The contest is open to two-person teams of graduate students or senior undergraduate students currently full-time enrolled in a university, specializing in EDA or related areas. In the contest, there will be five problems selected from the following areas:

- - System Design and Analysis
  - Logic and High-level Design
  - Physical Design
  - Circuit Analysis
  - Emerging Technologies, e.g., DFM, Security, Biochip, Machine Learning in EDA etc.

During the contest, students will be given the problem statements and some sample test data. The answers will be judged based on their correctness under the given constraints using hidden benchmarks. Three teams winning the contest will be rewarded with trophies and cash prizes as the follows.
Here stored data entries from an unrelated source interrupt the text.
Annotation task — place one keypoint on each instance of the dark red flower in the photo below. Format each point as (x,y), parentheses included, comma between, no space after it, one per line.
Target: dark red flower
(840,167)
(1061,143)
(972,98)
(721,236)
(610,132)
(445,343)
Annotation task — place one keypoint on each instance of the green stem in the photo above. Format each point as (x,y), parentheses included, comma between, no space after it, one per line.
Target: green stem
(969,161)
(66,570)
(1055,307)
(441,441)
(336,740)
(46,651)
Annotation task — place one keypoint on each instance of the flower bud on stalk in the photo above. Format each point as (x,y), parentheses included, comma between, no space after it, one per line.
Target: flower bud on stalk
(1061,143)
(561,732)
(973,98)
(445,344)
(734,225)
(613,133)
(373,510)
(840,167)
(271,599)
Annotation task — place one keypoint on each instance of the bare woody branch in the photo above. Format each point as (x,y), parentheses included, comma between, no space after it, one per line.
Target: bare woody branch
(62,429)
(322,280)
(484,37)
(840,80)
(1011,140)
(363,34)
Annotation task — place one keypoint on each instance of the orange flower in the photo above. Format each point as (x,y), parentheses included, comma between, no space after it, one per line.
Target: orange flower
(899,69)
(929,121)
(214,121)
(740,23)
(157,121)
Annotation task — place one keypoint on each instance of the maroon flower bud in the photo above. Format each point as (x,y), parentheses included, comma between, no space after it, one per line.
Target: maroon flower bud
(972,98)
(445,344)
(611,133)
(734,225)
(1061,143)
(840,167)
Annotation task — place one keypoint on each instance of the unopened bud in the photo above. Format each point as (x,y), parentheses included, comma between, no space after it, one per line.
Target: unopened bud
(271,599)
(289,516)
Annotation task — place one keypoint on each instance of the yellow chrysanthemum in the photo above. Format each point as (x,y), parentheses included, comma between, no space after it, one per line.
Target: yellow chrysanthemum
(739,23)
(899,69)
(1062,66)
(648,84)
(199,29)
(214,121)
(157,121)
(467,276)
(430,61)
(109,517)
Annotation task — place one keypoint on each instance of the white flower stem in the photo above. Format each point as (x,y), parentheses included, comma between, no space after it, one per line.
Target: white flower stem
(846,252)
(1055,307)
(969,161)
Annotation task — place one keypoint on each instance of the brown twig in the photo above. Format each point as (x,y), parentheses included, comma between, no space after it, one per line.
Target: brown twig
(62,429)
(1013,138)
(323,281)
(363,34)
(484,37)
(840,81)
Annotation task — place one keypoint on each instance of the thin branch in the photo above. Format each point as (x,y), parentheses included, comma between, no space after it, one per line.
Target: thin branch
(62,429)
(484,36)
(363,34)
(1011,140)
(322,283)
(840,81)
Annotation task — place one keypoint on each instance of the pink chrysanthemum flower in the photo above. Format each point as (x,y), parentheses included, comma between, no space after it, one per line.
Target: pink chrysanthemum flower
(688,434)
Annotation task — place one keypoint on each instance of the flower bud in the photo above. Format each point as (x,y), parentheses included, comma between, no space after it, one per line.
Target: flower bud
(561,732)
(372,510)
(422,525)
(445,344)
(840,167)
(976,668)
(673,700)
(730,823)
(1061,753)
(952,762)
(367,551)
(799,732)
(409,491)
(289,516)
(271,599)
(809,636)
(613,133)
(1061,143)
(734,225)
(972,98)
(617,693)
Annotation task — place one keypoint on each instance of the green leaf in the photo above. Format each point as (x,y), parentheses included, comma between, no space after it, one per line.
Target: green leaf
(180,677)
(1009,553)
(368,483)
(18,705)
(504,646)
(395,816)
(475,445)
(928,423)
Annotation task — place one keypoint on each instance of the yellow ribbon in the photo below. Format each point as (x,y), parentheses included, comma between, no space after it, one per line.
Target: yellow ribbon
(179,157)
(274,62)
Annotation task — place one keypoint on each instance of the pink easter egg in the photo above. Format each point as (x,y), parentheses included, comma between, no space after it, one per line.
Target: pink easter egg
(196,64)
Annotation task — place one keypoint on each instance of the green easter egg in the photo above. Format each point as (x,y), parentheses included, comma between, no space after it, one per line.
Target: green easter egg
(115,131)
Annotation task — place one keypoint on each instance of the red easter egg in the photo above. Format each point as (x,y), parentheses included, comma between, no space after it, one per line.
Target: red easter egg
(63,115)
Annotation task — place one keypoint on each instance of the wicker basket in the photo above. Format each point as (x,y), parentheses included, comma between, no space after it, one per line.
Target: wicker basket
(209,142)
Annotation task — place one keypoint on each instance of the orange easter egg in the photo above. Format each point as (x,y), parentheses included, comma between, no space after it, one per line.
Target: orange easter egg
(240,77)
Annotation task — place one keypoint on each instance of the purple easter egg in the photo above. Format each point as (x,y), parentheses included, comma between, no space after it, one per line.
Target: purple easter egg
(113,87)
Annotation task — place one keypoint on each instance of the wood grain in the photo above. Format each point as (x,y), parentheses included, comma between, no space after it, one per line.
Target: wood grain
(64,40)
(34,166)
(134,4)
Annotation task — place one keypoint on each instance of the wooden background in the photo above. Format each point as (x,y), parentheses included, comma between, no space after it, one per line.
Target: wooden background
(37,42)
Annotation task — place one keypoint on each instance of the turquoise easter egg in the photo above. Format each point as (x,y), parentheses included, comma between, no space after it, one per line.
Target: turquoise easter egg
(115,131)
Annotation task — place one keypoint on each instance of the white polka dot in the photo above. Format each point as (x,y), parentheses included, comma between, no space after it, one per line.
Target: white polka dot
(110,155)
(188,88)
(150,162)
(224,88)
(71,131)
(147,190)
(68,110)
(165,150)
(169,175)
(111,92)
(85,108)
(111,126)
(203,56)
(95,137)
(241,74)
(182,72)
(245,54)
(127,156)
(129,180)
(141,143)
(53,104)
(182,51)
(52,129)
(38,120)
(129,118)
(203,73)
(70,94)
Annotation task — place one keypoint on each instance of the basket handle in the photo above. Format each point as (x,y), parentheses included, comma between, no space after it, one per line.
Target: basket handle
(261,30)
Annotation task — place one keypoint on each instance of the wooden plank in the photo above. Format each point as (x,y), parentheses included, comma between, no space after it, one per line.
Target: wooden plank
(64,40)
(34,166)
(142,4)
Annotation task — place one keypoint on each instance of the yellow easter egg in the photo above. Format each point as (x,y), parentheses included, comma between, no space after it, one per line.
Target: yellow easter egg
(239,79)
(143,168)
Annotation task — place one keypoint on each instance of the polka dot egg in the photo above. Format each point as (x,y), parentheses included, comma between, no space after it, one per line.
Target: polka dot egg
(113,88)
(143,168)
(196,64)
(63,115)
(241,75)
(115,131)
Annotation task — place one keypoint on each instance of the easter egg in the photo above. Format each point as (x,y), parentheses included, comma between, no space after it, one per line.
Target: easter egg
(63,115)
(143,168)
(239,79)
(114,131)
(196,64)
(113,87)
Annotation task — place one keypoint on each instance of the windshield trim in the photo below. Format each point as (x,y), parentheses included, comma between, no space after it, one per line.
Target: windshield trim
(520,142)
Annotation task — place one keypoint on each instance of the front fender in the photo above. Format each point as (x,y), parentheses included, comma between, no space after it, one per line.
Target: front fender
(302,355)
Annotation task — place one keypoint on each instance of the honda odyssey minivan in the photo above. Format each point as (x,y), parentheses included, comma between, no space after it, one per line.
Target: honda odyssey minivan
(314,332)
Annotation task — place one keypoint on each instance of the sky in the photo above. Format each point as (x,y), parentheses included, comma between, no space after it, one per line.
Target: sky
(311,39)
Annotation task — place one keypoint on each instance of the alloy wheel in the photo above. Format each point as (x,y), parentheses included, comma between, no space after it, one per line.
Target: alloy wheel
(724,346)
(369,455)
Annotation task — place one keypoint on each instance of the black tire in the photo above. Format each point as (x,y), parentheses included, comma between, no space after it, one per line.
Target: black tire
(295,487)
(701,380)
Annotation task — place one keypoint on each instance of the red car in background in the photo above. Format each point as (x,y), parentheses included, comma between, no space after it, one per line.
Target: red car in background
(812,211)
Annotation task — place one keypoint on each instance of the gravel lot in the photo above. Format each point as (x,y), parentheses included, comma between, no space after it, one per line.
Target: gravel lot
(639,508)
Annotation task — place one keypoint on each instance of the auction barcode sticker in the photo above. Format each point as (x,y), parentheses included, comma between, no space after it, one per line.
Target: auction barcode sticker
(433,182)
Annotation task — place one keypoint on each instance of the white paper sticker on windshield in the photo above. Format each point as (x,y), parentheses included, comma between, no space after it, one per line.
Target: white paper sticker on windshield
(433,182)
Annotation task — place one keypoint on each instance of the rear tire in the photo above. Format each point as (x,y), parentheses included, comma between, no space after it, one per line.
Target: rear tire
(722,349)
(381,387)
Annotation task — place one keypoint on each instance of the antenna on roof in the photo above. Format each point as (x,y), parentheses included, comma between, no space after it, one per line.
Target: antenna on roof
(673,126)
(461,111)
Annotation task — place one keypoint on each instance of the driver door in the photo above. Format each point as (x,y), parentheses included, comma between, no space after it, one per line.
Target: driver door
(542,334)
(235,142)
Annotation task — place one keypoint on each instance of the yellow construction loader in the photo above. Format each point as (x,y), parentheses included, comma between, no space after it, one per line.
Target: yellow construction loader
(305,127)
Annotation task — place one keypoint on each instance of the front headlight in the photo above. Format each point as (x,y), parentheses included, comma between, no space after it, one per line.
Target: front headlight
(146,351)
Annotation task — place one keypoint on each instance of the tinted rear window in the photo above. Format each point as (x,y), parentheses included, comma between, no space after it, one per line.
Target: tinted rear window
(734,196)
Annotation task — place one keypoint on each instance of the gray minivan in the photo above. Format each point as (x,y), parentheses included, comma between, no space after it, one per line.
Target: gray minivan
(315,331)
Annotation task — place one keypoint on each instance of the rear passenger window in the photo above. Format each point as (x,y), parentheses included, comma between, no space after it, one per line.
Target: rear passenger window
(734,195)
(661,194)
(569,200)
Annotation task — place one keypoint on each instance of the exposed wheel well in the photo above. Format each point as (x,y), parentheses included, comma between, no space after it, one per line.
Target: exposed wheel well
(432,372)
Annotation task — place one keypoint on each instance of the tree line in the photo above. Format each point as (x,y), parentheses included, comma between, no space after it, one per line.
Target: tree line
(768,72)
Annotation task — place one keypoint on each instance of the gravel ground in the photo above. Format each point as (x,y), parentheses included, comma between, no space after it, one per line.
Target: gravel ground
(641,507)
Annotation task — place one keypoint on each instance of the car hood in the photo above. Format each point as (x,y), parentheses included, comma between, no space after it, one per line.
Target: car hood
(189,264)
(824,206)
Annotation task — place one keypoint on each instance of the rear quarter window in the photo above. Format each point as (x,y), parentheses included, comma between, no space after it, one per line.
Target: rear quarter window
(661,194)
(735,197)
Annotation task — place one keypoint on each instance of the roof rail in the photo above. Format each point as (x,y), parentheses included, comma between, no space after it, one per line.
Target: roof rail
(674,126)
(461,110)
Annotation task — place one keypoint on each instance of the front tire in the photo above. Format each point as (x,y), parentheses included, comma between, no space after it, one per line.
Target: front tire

First Prize (one team): 5000 CNY, instructor (2000 CNY)
Second Prize (one team): 3000 CNY, instructor (1000 CNY)
Third Prize (one team): 2000 CNY, instructor (500 CNY)

IMPORTANT DATES

Apr 13, 2020: Call for participation released, open for enrollment emails
Jul. 15, 2020: Registration deadline

Registration (Deadline: July 15, 2020)

Please complete the following google form for registration.

Problem Descriptions:

Problem 1: Bitwidth-Quantized Training of Neural Networks

A trend in AI deployment is to move the computation from cloud (central) to the user end (edge) where the data are generated. This is sometimes known as edge computing which is usually done on hardware-constrained terminal devices or IoT boards with limited storage and processing power. Consequently, it is important for the AI neural networks (NN) to be of small size while preserving certain output accuracy. A way to achieve lightweight NNs is to quantize the weights and biases to a small bitwidth (e.g., a reduction from FP32 to INT8 already represents a 4X reduction in storage). Specifically, in this problem, we will investigate the quantized training of LeNet on MNIST with different bitwidths, namely, to explore the hardware-efficient low-bitwidth quantized training of a simple neural network for handwritten digit image classification. In particular, the complexity-accuracy trade-off will be systematically investigated.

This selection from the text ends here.